Later on, when you discover that sessions are biting you in the behind, there is no easy way to get rid of them. Your application code probably just knows about one giant session object where it can store stuff in, it doesn’t know how to handle a segmented data storage that you could lock separately. Nah, you need to rewrite your whole application. Ok, maybe not the whole, but a significant chunk of it.
So, in order to avoid this disaster, you need to lower the lock granularity. This means that you need to lock only what you need. How do you do that? Well, you have a database, right? So if you want to store credentials, you can give them a table.

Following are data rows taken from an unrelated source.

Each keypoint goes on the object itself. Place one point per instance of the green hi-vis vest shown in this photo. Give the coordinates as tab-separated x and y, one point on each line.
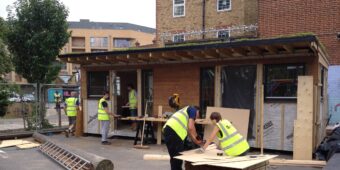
179	123
132	99
71	108
232	143
102	115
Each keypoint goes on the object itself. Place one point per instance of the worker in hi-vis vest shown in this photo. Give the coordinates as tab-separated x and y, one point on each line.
231	141
132	104
104	117
72	107
176	130
57	99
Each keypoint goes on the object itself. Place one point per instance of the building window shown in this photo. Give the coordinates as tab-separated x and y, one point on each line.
281	80
178	8
122	42
178	38
224	34
97	83
99	42
223	5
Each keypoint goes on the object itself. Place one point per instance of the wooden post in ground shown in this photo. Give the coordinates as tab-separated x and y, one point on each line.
262	118
159	126
79	123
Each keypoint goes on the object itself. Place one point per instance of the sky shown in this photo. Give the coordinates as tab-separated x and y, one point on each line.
141	12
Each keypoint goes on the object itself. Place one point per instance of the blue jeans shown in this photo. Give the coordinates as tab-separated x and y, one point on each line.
133	112
105	127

Say, create one table like this:
CREATE TABLE access ( id VARCHAR(255) PRIMARY KEY, user_id BIGINT NOT NULL, expires DATETIME, INDEX i_user_id(user_id), CONSTRAINT fk_access_user_id FOREIGN KEY (user_id) REFERENCES user(id) ON UPDATE CASCADE ON DELETE CASCADE );
Now, what you do is you send the user the access ID in a cookie and whenever a user comes back, you can just look it up. Do you need locks on this? Nope, not really, since you only create it once, then update the expiry time and finally delete it when needed. Totally safe.
Next up, shopping cart. This one is interesting, because if the user clicks around like crazy, strange things can happen. So to avoid confusion, you can use transactions for your updates, and then always send back the current state of the shopping cart:
START TRANSACTION; DELETE FROM cart_items WHERE card_id=? AND card_item_id=?; SELECT * FROM cart_items WHERE cart_id=? COMMIT;
See? Again, no locks needed, just make sure the user always sees the latest state and doesn’t get a mismatching update.

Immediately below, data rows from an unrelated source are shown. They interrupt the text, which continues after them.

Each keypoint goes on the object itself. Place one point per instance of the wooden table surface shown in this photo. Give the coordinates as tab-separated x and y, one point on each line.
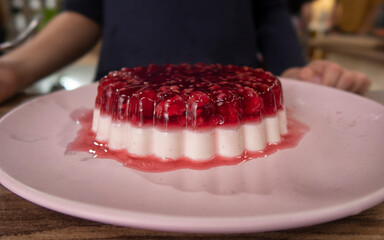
21	219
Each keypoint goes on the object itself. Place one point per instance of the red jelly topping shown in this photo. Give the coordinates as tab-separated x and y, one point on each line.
185	95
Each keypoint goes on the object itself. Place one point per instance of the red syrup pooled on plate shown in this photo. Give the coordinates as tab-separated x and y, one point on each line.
85	142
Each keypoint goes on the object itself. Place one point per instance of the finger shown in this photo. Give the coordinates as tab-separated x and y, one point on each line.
362	83
347	81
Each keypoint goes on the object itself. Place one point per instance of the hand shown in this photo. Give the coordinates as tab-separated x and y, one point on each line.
330	74
9	80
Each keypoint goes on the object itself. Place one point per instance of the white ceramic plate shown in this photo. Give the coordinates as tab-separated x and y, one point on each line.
337	170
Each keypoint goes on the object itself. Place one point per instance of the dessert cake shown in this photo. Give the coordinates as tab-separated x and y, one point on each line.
188	111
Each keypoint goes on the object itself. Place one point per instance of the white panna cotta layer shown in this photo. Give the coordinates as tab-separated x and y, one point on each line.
198	145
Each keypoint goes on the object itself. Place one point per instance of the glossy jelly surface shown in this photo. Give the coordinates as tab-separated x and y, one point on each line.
189	96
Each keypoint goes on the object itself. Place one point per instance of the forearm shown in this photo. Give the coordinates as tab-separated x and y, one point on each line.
64	39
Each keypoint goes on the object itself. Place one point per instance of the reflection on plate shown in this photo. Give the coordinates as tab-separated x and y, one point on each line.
337	170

And so on, so forth. Yes, I’m vastly oversimplifying things, but you don’t need a session to store all your user state. Besides, dropping the session as a state storage also has some neat advantages, like being able to share your cart between the desktop and mobile device, etc.
If you really don’t want to access the database all the time, well, you can still store a lot of stuff in cookies and local storage. Just be sure to keep the security aspect in mind.
And if you really need locks, make them as granular as possible and make them explicit in your business logic. However, it is best to avoid them if possible. You can do that by organizing your data structure in a way that makes them unnecessary, as shown in the examples above.
It’s not just PHP
Having one giant blob of data for a user on the server side is by no means just a PHP problem. However, PHP makes it particularly easy to shoot yourself in the foot. Sessions as a means of storing state are a liability in the era of client side applications. They may work for small webshops, but they are more trouble than they are worth, and I found that dropping the concept of sessions made my code a lot cleaner.
Can you build highly scalable sessions with distributed locking? Sure, but I hope your sysadmin likes running a Zookeeper cluster for you.